Yesterday we put out a flash analysis looking at the latest Greek deal and the prospect of Greek bond buyback. One of the many issues with the deal (and the buyback in particular) which we raised was that Greek banks will find it difficult to participate without needing extra capital.
However, Greek Finance Mininster Yannis Stournaras also said yesterday (in a timely statement):
The debt buyback “doesn’t mean new capital for banks, given that they have recorded these bonds at lower prices than those that will be offered.”
His suggestion then, is that the Greek banks have already marked their bonds to market prices on their books, meaning that they can sell them at the low prices involved in the bond buyback without needing new capital. This may make their participation more likely, but there are plenty of other reasons why we still see it as difficult and unpredictable. (We also still question why foreign holders will be involved, particularly previous hold outs and those who are holding to maturity, see our full analysis here).
Firstly, as Kathimerini reported today, the banks themselves are not keen to be involved in the buy back. Many feel that they have already done their part in terms of taking part almost ubiquitously in the first debt restructuring. If they were to take part in the buyback, they could seek adjustments in the terms of the recapitalisation and reform – something which the EU/IMF/ECB troika is unlikely to accept.
Secondly, taking part in such a scheme would need significant approval within the banks and other financial firms. This means board level and possibly wider shareholder approval. As the restructuring earlier this year showed, this takes time, with the process dragging for months. Given the 13 December deadline to have a bond buyback plan in place (i.e. to have a firm idea of who will take part, to make sure it is worthwhile) it is not clear how many bondholders will be in place to participate.
Thirdly, and possibly most importantly, is that the banks need their holdings of bonds (around €22bn) to gain liquidity from the Emergency Liquidity Assistance (ELA) through the Greek Central Bank (GCB). Looking at the GCB balance sheet, it seems broadly that Greek banks posted €247bn in collateral to gain €123bn in liquidity, an average haircut of 50%. Given that many of these assets will be loans or securities, sovereign debt (even Greek) is unlikely to be judged any more harshly than the average. So, if the banks sold these assets for a 65% write down (as suggested) they could purchase new assets (maybe other sovereign debt) but would be able to buy less of it (as not many other assets priced at a 65% discount) meaning they would not be able to gain as much liquidity under the ELA as with current Greek bonds.
Essentially, this could harm the Greek banks liquidity position which would further constrain their lending ability and possibly prompt further deposit flight – both of which would hurt the fragile Greek economy.
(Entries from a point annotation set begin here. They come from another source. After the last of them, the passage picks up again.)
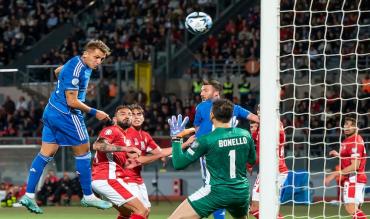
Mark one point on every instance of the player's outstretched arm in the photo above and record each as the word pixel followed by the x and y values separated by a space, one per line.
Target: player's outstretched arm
pixel 102 145
pixel 74 102
pixel 253 117
pixel 252 156
pixel 151 158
All in all then, this process could still be counterproductive for Greek banks even if they do not book new losses directly and they still could be hesitant to take part voluntarily. However, that is not to say that the political pressure applied behind the scenes will not be enough to force them to voluntarily join. Ultimately, it simply highlights that this policy may deliver a small benefit with some negative side effects but is at best a way of skirting the real issue of whether the eurozone can stomach permanent fiscal transfers to Greece. This will come to the fore again soon.